De esta forma, el precio máximo de venta al por menor del kilo de babilla pasó de costar $6.33 a $6.55; el bistec de cinta con hueso de $5.40 a $5.62 el kilo; la papa nacional, que costaba $1.32, ahora se venderá el kilo a $1.54, y la yuca, de $0.62 a $0.84 el kilo.
Ya son 48 meses consecutivos que la administración del presidente Juan Carlos Varela ha mantenido vigente la regulación, catalogada por consumidores, comerciantes y productores como una “estrategia política”.
Pedro Acosta, presidente de la Unión Nacional de Consumidores y Usuarios de Panamá (Uncurepa), advierte que tras cuatro años de regulación el Gobierno no ha mencionado cuáles son las verdaderas distorsiones del mercado, lo que ha afectado a la producción nacional.
“Estamos cada vez más dependiendo de las importaciones, no producimos lo suficiente y con estas regulaciones el Gobierno busca dar la impresión de que la gente está comprando cosas baratas independientemente de si son o no producidas en Panamá”, dijo.
Advierte de que mientras se mantenga la regulación de los precios, se está reconociendo que la economía no está funcionando correctamente.
Pese a que el control de precios fue creado para generar una disminución de $58 al mes en la canasta básica de alimentos, los consumidores perciben que todo está más caro. Sin embargo, el Gobierno afirma que el costo de la canasta de alimentos para un mes se ha reducido a $313.48 y si no se hubiera implementado la medida, la canasta estaría costando $400.20, es decir, $86.72 más.
Mientras se regula el precio de 22 productos, otros que están fuera de la canasta básica y son indispensables suben.
Los artículos de limpieza, aseo personal y cortes de carne, que no están controlados, son parte de la lista que hace que se diluya el ahorro, se quejan algunos consumidores.

Ilka, una consumidora, asegura que ha dejado de comprar carne porque los cortes están muy caros y no rinden lo suficiente para alimentar a toda la familia. En su caso ha optado por comprar pollo o tuna.

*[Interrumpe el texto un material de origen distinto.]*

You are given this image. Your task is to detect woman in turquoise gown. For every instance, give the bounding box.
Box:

Muchas veces como la demanda de los productos controlados aumenta, en algunos momentos es imposible encontrarlos porque no hay, e irremediablemente los consumidores recurren a los más costosos.
Aquiles Acevedo, presidente de la Asociación de Ganaderos de Panamá (Anagan), asegura que con este tipo de regulación no hay apertura comercial.
“Hemos insistido que no queremos la regulación de precios”, dijo.
El control de precios incluye productos como babilla, bistec de cinta con hueso, carne molida de primera, jarrete y pecho con costilla, entre otros.
El ganadero explica que la medida es una estrategia política que genera consecuencias graves al productor, ya que la regulación le baja el precio a cinco cortes de carne, que representan el 30% del total de un animal, afectando la venta de los otros cortes que no están regulados.
“La regulación hace que el consumidor busque los cinco cortes de carne, pero cuando no hay esos cortes se desplaza a otra proteína animal, lo que ha creado una baja en el consumo de carne de res, evidente en las estadísticas del sector en 2016 y 2017”, dijo.
“Anagan mandó una nota al Ministerio de Comercio e Industrias; al Ministerio de Economía y Finanzas, y al Ministerio de Desarrollo Agropecuario, explicándole la posición del sector y la negación a la regulación de precios, y la respuesta que han dado es el incremento de precio de dos cortes de carne regulados. Eso no es lo que nosotros queremos, buscamos es un libre mercado”, dijo.
Yoris Morales, presidente de la Asociación de Comerciantes del Mercado de Abastos, asegura que la opinión de productores y comerciantes tampoco fue tomada en cuenta. Explica que esta medida ha desanimado al sector.
“Nunca hemos visto que el Gobierno se haya sentado a elaborar una estrategia real para eliminar las distorsiones del mercado. La forma más sencilla que ha buscado es congelar los precios, lo que ha traído más problemas que solución”, manifestó Morales.
Asegura que la misma economía tiene mecanismos para poder estabilizar los precios sin la necesidad de afectar la libre comercialización de los productos a través de un control.